I saw on an earlier post that some one gave out the name of Jim Glass as the contact person at Evotek, was that a mistake or are there both a Jim and a Tim. It does not really matter, because what I am reading here on AT is something I thought I would never see again in the archery industry. It appears that you personally are out making dealer calls and are willing to take the time to answer questions here on AT. I have not seen that type of commitment from a bow manufacturer for many years. Again I have not seen or herd of an owner (I am assuming you are the owner) working with not only the dealers, but the end users like you are since the King “Fred Bear” him self.
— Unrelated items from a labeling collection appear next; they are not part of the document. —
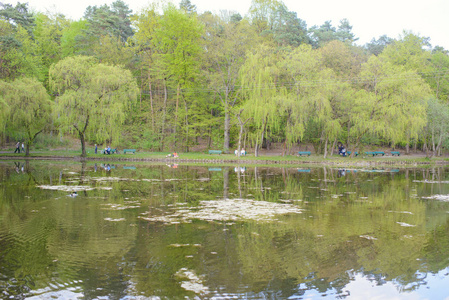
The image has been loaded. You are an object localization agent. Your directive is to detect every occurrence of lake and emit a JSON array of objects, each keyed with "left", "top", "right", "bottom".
[{"left": 0, "top": 160, "right": 449, "bottom": 299}]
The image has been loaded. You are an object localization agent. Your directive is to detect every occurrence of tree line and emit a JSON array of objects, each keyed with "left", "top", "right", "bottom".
[{"left": 0, "top": 0, "right": 449, "bottom": 157}]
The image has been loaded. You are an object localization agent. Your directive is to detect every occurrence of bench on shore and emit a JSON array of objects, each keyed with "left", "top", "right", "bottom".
[
  {"left": 346, "top": 151, "right": 359, "bottom": 156},
  {"left": 365, "top": 151, "right": 385, "bottom": 156},
  {"left": 208, "top": 168, "right": 221, "bottom": 172},
  {"left": 298, "top": 151, "right": 312, "bottom": 156},
  {"left": 209, "top": 150, "right": 223, "bottom": 155},
  {"left": 123, "top": 149, "right": 136, "bottom": 154},
  {"left": 101, "top": 148, "right": 118, "bottom": 154}
]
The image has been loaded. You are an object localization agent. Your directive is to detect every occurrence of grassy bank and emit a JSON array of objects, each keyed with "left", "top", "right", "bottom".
[{"left": 0, "top": 150, "right": 449, "bottom": 166}]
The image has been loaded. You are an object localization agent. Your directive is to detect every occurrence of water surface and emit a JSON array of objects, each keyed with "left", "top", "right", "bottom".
[{"left": 0, "top": 161, "right": 449, "bottom": 299}]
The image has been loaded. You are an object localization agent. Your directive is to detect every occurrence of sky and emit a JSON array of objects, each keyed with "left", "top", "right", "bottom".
[{"left": 6, "top": 0, "right": 449, "bottom": 50}]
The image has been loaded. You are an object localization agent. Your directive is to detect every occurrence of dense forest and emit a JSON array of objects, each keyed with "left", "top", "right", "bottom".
[{"left": 0, "top": 0, "right": 449, "bottom": 157}]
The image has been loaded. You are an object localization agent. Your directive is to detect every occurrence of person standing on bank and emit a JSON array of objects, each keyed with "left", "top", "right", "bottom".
[{"left": 14, "top": 142, "right": 20, "bottom": 153}]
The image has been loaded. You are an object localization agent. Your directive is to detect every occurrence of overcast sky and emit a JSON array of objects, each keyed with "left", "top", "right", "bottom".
[{"left": 7, "top": 0, "right": 449, "bottom": 50}]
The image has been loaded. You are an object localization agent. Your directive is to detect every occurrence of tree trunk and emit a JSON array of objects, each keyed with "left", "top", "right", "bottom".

Now don’t get me wrong, I am praising your commitment, not your bow. I will let you know if it is everything I hope it will be, when I shoot one. Also, for those who think I am kissing up to see if I can get a free bow, my local dealer has them on order and I will be trying one from them and paying cash for it, if I like it.


Old Time Dealer


PS. I just reread my reply and it came to me that someone out there in AT land, is going to get mad because I compared you to Fred Bear. For the record, there is not another person out there who compares to Fred Bear at this time. I am just saying Fred Bear got his start calling on dealers and working with the end users at tournaments, not spending 3 mil in advertising per year.


----------



## evoteker (Sep 20, 2006)

*cool*

Old Time Dealer that was a great post 
I hope to see you shooting a EVOTEK bow soon and when you do maybe I will put you on a big buck in Ohio:wink: 
I have a American Hunter and have a Stalker on order, when it show's up I will PM you and might take the drive to see you.


----------



## pseshooter300 (Oct 16, 2005)

im going to Evotek myself wating on the bow to get in i also got my bow from Kris Kustom Archery. Im definatly looking forword to getting it and setting it up for the 2007 3D season. I will post pics of the bow when i set it up.


----------



## evotek (Jun 5, 2006)

Old Time Dealer,

Since I can't show the smile on my face to have someone out there provide me with this type of compliment.... 
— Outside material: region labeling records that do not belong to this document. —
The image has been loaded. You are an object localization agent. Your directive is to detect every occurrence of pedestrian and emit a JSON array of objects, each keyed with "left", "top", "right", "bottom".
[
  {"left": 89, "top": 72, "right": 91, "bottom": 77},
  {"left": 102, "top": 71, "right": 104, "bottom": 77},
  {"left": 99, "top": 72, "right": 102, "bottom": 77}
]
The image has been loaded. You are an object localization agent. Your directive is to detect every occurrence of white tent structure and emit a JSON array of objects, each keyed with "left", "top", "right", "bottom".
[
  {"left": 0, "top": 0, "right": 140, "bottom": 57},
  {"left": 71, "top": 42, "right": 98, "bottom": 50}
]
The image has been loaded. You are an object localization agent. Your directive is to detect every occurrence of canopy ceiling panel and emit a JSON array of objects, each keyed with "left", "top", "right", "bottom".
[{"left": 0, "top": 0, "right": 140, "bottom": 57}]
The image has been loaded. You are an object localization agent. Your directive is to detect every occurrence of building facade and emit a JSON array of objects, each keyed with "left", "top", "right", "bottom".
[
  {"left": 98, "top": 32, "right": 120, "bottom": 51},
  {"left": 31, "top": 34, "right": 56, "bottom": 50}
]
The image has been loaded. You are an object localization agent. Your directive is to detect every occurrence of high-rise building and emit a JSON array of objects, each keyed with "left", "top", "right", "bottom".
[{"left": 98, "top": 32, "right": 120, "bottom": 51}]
I can only aspire to attain a fraction of the respect that has been given to a gentleman such as Fred Bear and only hope that I can represent Evotek in a manner that our fellow archers will appreciate. Thank You.

Furthermore, I would like to update you, along with the other AT'ers viewing this thread. I am the son of Jim (owner) and along with my two brothers we are visiting shops and attending events as representatives of Evotek who love archery. I am currently in North Carolina visiting some shops and friends in this fine state and I only hope that one day I can have the privilege of shaking your hand and possibly sharing a campfire with someone such as yourself. If there are any questions that you have regarding Evotek or just archery in general send me a pm.

Thanks once again
Tim Glass


----------



## 12point chaser (Apr 11, 2006)

u gusy who are odering these bows will not be disapointed i bought mine 2 weeks ago and absolutly love it

evotek u guys did one hek of a job


----------